Direito Internacional e Stakeholders
No âmbito internacional, há clara valorização do conceito de stakeholders. Normas como as Diretrizes da OCDE para Empresas Multinacionais e os Princípios do Pacto Global da ONU reforçam a necessidade de consideração de interesses múltiplos na tomada de decisões corporativas.
Em países como EUA e Reino Unido, legislações e decisões judiciais têm reconhecido a importância de políticas ESG (Environmental, Social and Governance), dando espaço para responsabilização das empresas perante toda a cadeia de stakeholders.
Exemplo internacional:
Nos EUA, casos envolvendo grandes companhias, como processos por poluição ou violações de direitos trabalhistas, costumam levar em conta não apenas o interesse dos acionistas, mas o impacto das decisões corporativas sobre comunidades locais, empregados e consumidores.
O mesmo se observa na União Europeia, onde as chamadas “Diretivas de Due Diligence” ampliam a obrigação das empresas na cadeia produtiva global.

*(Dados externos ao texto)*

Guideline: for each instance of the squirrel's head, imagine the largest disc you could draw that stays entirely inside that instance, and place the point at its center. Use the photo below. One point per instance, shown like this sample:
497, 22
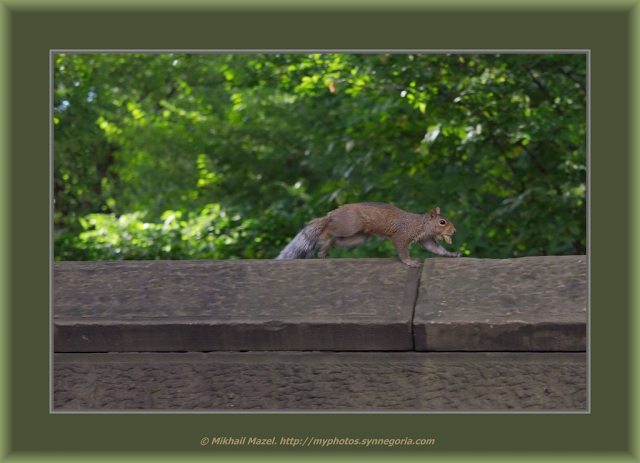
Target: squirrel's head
443, 227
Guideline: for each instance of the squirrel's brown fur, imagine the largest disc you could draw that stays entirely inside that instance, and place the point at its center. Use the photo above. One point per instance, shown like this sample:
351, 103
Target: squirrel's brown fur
352, 224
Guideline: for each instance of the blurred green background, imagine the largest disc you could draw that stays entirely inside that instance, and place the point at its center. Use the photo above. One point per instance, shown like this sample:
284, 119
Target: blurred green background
227, 156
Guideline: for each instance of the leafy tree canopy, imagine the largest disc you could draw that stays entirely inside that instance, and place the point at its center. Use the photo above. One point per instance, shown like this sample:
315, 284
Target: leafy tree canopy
222, 156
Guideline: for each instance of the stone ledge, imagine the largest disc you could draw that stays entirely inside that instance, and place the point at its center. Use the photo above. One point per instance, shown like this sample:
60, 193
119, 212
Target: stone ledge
527, 304
403, 381
174, 306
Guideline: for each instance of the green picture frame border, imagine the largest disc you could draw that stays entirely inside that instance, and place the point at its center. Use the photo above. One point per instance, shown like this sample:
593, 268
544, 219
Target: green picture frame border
29, 29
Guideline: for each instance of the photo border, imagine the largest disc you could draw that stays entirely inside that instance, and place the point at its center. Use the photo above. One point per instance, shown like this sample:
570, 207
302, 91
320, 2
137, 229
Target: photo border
24, 240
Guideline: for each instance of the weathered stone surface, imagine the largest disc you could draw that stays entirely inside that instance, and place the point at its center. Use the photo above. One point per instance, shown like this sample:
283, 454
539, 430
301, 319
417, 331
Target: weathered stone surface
169, 306
407, 381
527, 304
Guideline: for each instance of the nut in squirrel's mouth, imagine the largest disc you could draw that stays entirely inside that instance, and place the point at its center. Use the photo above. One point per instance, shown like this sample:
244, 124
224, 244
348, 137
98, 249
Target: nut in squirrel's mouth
446, 238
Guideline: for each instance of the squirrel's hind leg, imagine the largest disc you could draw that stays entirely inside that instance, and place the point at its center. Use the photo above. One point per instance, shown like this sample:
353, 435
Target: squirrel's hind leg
343, 242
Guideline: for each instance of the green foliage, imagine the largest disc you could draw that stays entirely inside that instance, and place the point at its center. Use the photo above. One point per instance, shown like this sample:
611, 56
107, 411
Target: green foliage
227, 156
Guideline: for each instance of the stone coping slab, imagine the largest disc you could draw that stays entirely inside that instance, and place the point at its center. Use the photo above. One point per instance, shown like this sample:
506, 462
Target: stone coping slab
526, 304
234, 305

Globalmente, a importância dos stakeholders tem sido cada vez mais reconhecida, especialmente sob a influência dos princípios de Environmental, Social, and Governance (ESG).
ESG como Métrica de Valor: Investidores em todo o mundo estão incorporando fatores ESG em suas análises, incentivando as empresas a adotarem práticas socialmente responsáveis. O que antes era visto como "ativismo", hoje é critério de valuation e compliance.

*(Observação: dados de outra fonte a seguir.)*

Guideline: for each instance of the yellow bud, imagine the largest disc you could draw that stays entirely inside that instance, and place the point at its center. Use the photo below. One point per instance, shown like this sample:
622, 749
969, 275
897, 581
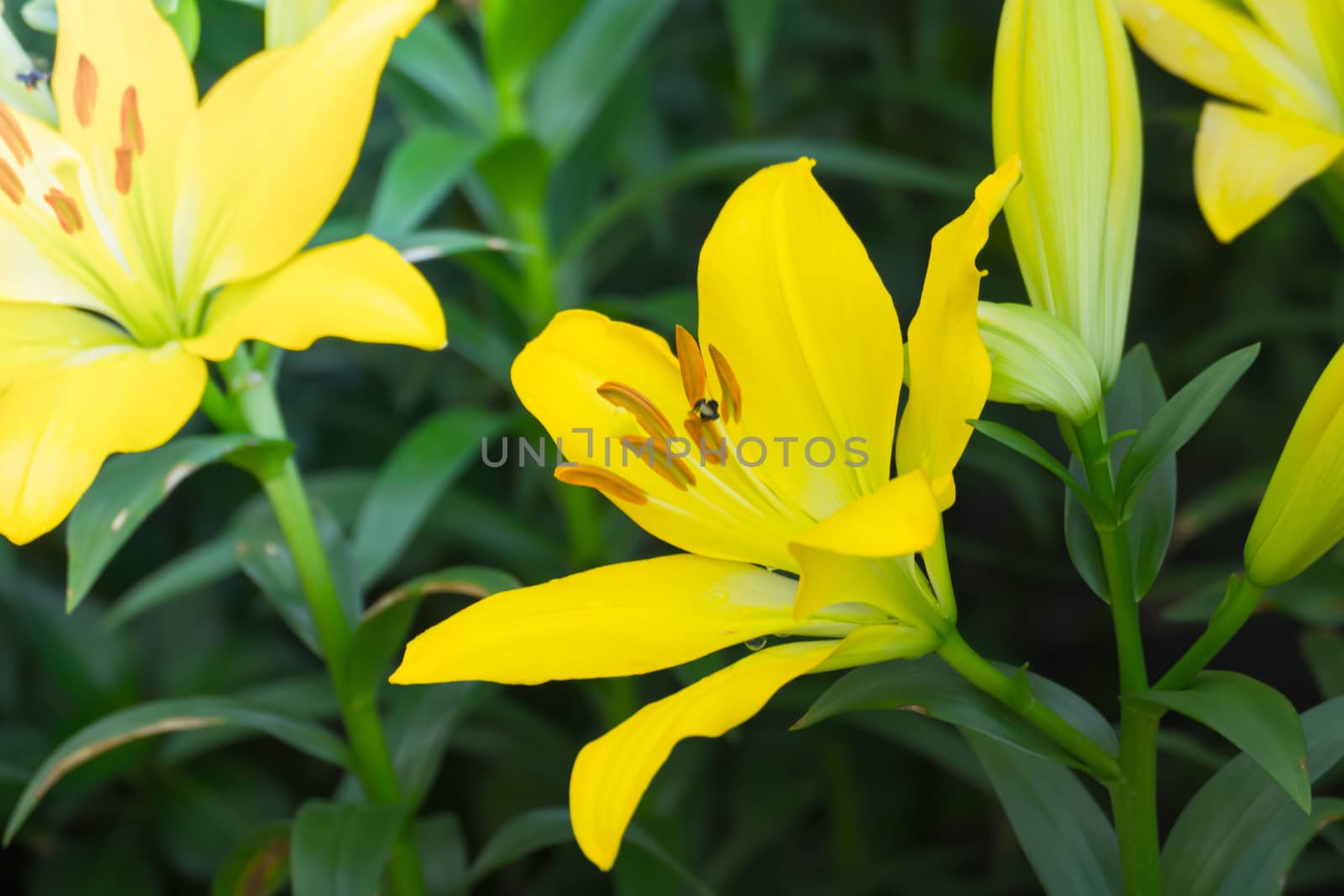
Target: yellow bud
1303, 512
1038, 362
1066, 101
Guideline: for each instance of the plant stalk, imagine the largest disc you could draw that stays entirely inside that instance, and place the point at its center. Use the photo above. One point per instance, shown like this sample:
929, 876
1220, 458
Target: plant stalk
260, 410
1135, 795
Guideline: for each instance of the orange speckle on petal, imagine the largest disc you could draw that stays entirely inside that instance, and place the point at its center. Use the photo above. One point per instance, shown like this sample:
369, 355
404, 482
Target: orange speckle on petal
10, 183
66, 210
87, 90
13, 136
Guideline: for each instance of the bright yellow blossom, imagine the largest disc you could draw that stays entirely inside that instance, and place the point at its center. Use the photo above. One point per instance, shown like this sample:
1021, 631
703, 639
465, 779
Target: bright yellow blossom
152, 233
1281, 62
1303, 512
801, 347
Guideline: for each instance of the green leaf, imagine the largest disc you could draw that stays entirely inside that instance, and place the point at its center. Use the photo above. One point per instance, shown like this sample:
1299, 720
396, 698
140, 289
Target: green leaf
932, 688
588, 63
417, 474
753, 24
428, 244
382, 631
1324, 654
420, 172
339, 849
874, 168
517, 33
434, 60
1129, 405
1253, 716
1068, 839
185, 575
165, 716
128, 490
1226, 820
1178, 421
1030, 449
264, 557
259, 866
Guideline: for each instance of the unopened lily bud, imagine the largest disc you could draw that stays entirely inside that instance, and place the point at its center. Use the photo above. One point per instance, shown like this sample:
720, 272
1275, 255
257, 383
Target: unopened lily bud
1038, 362
1066, 101
1301, 515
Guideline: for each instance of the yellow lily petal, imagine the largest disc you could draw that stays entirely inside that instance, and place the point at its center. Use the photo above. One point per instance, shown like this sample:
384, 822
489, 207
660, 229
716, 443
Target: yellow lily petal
1247, 163
612, 773
125, 93
60, 426
949, 365
847, 557
360, 289
276, 140
622, 620
790, 296
1226, 53
1301, 515
558, 376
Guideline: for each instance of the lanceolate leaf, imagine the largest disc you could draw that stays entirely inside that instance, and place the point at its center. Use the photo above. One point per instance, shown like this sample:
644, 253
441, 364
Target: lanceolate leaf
1253, 716
1068, 839
128, 490
931, 688
1226, 820
165, 716
413, 479
1179, 419
339, 849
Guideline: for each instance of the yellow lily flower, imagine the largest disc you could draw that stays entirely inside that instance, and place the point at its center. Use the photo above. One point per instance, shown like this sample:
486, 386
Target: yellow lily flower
1284, 67
803, 354
1301, 515
152, 233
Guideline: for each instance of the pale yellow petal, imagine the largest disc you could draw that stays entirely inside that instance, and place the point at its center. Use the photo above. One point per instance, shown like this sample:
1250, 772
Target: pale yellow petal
275, 141
949, 365
57, 429
622, 620
558, 376
360, 289
1247, 163
1229, 54
790, 298
864, 553
612, 773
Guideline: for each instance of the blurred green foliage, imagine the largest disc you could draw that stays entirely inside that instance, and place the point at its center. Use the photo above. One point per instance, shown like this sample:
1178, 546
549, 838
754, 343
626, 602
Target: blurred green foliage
578, 157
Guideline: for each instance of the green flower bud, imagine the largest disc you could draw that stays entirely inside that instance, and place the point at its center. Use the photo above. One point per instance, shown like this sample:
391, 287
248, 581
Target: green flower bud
1066, 101
1038, 362
1301, 515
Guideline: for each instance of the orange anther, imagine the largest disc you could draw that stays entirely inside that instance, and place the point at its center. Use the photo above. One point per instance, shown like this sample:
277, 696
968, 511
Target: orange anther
13, 136
132, 129
649, 418
692, 365
732, 391
87, 90
66, 210
10, 183
125, 155
604, 481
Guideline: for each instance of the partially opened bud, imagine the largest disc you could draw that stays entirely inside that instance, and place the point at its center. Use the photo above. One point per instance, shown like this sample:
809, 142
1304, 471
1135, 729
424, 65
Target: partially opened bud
1038, 362
1303, 512
1066, 101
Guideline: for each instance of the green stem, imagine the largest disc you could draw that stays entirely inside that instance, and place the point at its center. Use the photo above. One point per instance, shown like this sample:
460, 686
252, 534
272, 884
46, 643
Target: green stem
1236, 607
981, 673
1135, 795
255, 401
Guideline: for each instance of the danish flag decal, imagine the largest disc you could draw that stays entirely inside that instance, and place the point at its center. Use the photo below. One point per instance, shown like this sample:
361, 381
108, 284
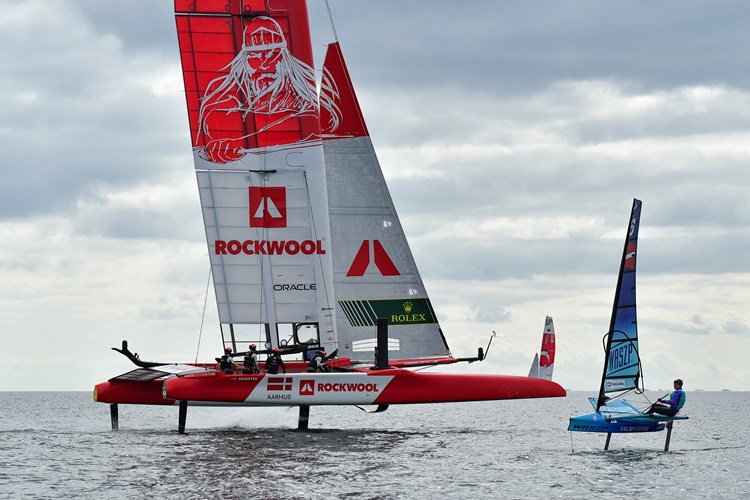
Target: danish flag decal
267, 206
382, 261
307, 388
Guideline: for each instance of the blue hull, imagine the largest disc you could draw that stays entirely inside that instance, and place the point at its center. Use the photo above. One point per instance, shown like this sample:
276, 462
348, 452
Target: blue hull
594, 422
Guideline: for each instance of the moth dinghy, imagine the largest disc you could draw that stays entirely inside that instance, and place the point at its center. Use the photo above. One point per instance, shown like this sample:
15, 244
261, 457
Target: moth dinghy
623, 372
306, 248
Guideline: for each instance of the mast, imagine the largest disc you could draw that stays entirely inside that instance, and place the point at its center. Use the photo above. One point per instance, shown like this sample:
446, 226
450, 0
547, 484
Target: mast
623, 321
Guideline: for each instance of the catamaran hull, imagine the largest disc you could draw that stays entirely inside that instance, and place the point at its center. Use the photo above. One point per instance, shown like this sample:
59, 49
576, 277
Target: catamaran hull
386, 387
131, 392
594, 422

Princípios Orientadores da ONU sobre Empresas e Direitos Humanos: Estabelecem a responsabilidade de todas as empresas de respeitar os direitos humanos em suas operações e cadeias de valor, impactando diretamente como as empresas se relacionam com funcionários, comunidades, e populações vulneráveis.

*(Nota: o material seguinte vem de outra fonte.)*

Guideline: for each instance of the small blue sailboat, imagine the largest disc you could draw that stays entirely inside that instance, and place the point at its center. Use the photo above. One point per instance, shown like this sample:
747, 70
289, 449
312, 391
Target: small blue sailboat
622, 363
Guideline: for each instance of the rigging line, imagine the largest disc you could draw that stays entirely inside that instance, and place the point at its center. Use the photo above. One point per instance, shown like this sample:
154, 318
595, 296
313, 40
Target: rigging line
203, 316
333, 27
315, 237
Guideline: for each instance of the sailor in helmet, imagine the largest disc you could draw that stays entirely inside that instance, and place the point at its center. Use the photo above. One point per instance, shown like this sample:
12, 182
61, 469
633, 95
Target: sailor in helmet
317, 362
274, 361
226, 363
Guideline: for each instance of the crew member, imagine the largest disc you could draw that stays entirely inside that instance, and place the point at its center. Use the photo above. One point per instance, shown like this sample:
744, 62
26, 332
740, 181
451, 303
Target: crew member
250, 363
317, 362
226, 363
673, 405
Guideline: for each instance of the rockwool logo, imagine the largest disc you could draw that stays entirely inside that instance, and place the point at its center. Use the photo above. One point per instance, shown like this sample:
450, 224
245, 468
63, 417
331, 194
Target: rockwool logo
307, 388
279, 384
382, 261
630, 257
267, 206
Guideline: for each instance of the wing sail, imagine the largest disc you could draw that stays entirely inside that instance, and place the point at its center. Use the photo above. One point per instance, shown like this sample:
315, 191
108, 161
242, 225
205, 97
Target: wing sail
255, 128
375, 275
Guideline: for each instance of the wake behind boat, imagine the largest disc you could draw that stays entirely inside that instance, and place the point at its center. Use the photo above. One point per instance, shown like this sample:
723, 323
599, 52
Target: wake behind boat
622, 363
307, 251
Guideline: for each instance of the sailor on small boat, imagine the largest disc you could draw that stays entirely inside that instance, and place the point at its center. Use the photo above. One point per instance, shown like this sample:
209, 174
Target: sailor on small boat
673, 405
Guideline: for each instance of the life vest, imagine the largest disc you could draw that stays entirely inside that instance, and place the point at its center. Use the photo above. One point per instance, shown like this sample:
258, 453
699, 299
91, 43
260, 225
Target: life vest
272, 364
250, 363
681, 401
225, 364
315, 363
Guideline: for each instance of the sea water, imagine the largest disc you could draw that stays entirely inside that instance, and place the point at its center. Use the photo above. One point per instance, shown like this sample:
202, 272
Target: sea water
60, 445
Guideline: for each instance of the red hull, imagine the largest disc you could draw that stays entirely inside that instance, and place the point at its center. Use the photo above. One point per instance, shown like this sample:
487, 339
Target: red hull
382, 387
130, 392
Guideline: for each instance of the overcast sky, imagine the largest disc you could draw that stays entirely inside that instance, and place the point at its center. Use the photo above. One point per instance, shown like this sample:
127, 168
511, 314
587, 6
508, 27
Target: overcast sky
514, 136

Legislações de Devida Diligência (Due Diligence) em Cadeias de Fornecimento: Países como Alemanha e França têm implementado leis que exigem que grandes empresas realizem due diligence em suas cadeias de fornecimento para identificar e mitigar riscos de trabalho forçado, trabalho infantil e outros abusos de direitos humanos, protegendo trabalhadores em toda a cadeia de valor.
Declarações de Lideranças Empresariais: Organizações como o Business Roundtable (EUA) e o Fórum Econômico Mundial têm emitido declarações reconhecendo que o propósito de uma corporação vai além do lucro dos acionistas, devendo servir a todos os stakeholders.
Considerações Jurídicas Avançadas
A evolução do direito empresarial aponta para a institucionalização das responsabilidades perante stakeholders, seja por meio da “corporate social responsibility” (CSR), mecanismos de governança ou reformas legislativas, como o Projeto de Lei de ESG no Brasil. É fundamental que advogados e empresas adotem práticas transparentes e preventivas, incluindo stakeholders nos seus processos decisórios e contratos, garantindo alinhamento com os parâmetros da governança moderna e as exigências do direito internacional.
A consideração dos stakeholders não é mais uma opção de "responsabilidade social" vaga; é uma necessidade estratégica e jurídica que permeia a operação de qualquer empresa moderna. Ignorar os interesses desses grupos pode resultar em litígios custosos, multas regulatórias, perda de reputação e, em última instância, a inviabilidade do negócio.
O Direito, ao proteger os direitos dos diversos stakeholders, atua como um guardião dessa visão mais ampla da empresa. Compreender e gerenciar proativamente essas relações é um diferencial competitivo e um imperativo legal para a sustentabilidade e o sucesso no longo prazo.